Basta fijarse en esas fotos de redes sociales, en esas historias de Instagram con millones de visualizaciones en las que el éxito se intuye como un modo de estar en el mundo, para descubrir en el fondo de los ojos de sus protagonistas la herida que no se cierra.  Mayores, jóvenes, ricos o pobres, mujeres u hombres se defienden como pueden, se aferran al miedo para seguir viviendo, a intentar que no lo note nadie que lo vea y a seguir arrastrando la garganta seca, las manos vacías, esa tristeza que no cabe en el pecho y no se puede nombrar con precisión de cirujano porque no alcanzan las palabras. Es el rayo que ha partido el corazón en mil pedazos y, cuando se puede, únicamente cabe tratar de recomponerlo con la ayuda de especialistas, despaciosamente, con humildad serena, sabiéndonos falibles.
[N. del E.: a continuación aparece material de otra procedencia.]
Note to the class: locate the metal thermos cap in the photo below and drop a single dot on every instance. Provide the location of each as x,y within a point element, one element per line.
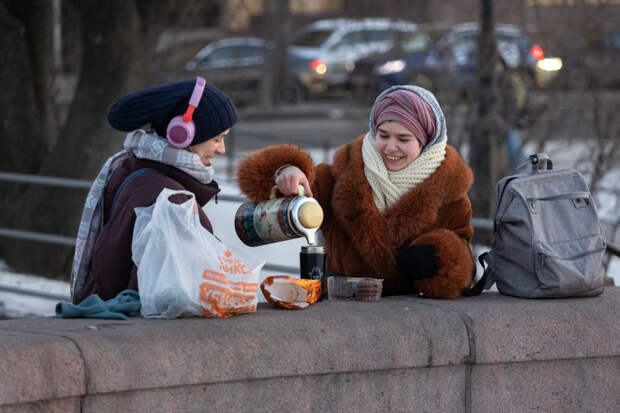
<point>317,249</point>
<point>311,215</point>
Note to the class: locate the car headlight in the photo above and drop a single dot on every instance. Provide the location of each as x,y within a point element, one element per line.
<point>391,66</point>
<point>549,64</point>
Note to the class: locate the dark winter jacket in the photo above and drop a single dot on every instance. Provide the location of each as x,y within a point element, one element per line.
<point>112,269</point>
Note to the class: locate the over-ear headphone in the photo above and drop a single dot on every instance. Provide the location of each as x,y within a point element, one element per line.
<point>182,129</point>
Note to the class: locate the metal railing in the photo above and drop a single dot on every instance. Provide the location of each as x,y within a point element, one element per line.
<point>478,223</point>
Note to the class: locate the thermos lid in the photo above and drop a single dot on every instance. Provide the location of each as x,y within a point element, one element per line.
<point>311,215</point>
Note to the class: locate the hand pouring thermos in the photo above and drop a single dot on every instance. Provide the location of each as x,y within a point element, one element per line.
<point>279,219</point>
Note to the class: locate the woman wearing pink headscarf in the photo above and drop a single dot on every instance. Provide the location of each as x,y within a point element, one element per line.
<point>395,199</point>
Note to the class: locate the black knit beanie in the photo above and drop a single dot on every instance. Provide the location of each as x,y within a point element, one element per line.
<point>159,104</point>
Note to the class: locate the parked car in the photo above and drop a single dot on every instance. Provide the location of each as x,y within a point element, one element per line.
<point>330,48</point>
<point>236,66</point>
<point>437,58</point>
<point>591,59</point>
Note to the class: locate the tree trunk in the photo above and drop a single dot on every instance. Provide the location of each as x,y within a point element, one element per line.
<point>118,41</point>
<point>484,130</point>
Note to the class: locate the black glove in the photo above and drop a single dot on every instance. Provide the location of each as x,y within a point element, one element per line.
<point>417,261</point>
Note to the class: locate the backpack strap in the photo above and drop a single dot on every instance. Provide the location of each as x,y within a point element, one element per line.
<point>481,284</point>
<point>127,179</point>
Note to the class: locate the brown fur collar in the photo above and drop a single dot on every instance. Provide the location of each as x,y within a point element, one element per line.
<point>378,237</point>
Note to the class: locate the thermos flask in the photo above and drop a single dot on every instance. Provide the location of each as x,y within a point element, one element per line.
<point>278,219</point>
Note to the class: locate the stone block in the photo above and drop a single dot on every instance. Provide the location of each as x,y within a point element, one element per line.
<point>38,367</point>
<point>66,405</point>
<point>435,389</point>
<point>578,385</point>
<point>328,337</point>
<point>508,329</point>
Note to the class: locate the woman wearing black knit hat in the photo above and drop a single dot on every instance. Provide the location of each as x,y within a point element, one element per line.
<point>189,121</point>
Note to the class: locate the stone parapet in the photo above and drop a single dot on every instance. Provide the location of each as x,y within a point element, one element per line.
<point>487,353</point>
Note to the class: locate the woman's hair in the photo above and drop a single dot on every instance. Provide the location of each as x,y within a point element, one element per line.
<point>408,109</point>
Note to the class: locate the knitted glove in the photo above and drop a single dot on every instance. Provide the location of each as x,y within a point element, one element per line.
<point>417,261</point>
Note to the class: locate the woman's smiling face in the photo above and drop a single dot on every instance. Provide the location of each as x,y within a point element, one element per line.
<point>397,145</point>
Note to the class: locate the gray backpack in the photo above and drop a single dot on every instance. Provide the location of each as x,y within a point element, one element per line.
<point>547,237</point>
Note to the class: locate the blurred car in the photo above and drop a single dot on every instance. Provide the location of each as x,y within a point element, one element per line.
<point>437,58</point>
<point>325,50</point>
<point>591,60</point>
<point>236,66</point>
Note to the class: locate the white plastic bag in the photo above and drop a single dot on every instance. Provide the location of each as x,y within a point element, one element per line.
<point>183,270</point>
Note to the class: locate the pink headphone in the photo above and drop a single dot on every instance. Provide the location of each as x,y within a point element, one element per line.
<point>182,129</point>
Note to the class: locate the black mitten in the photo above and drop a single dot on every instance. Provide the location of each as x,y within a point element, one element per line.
<point>417,261</point>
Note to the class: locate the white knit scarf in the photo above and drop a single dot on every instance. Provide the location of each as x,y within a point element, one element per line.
<point>387,186</point>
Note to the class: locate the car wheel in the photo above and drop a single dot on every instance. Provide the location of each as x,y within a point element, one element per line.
<point>291,92</point>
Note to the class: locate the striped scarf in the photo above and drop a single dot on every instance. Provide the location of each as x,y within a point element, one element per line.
<point>143,145</point>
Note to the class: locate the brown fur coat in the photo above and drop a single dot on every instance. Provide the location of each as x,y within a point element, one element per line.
<point>359,241</point>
Aceptar la imperfección tal vez es lo que pueda ampararnos, pero todo se obstina en derredor por mostrarnos una falsa realidad donde la felicidad es ilimitada. No se enseña a la gente a asumir el fracaso grande o pequeño, la derrota cotidiana, la imposibilidad baudeleriana de ser sublime sin interrupción. Esta sociedad nos ha metido en unos zapatos demasiado grandes y nadie se ha quejado de que se espera mucho de cada uno de nosotros. Y se exige subir cada vez un escalón más como muestra de valentía. Y después otro y otro. Quien no frene, posiblemente alcanzará la cima/sima de la soledad que, como el triunfo, se antoja un espacio deshabitado cuando hace más frío. Y mira que Ann Sexton ya avisó en ‘La verdad que los muertos conocen’: “Es junio. Estoy cansada de ser valiente”. Pero nadie hoy parece haber leído a Sexton, ni a Storni, ni a Espronceda. Hoy poca gente lee y ahí tal vez está el error para la sociedad del espectáculo que no sabe decir dónde le duele. La posibilidad de que hayan visto el tuit de Alejandro Sanz es una esperanza para muchísima gente normal que tal vez pensaba que lo suyo no tenía ni nombre ni cura. Sanz es otro valiente que se ha desnudado. Aunque sea solo por eso, ya ha empezado a salvarse.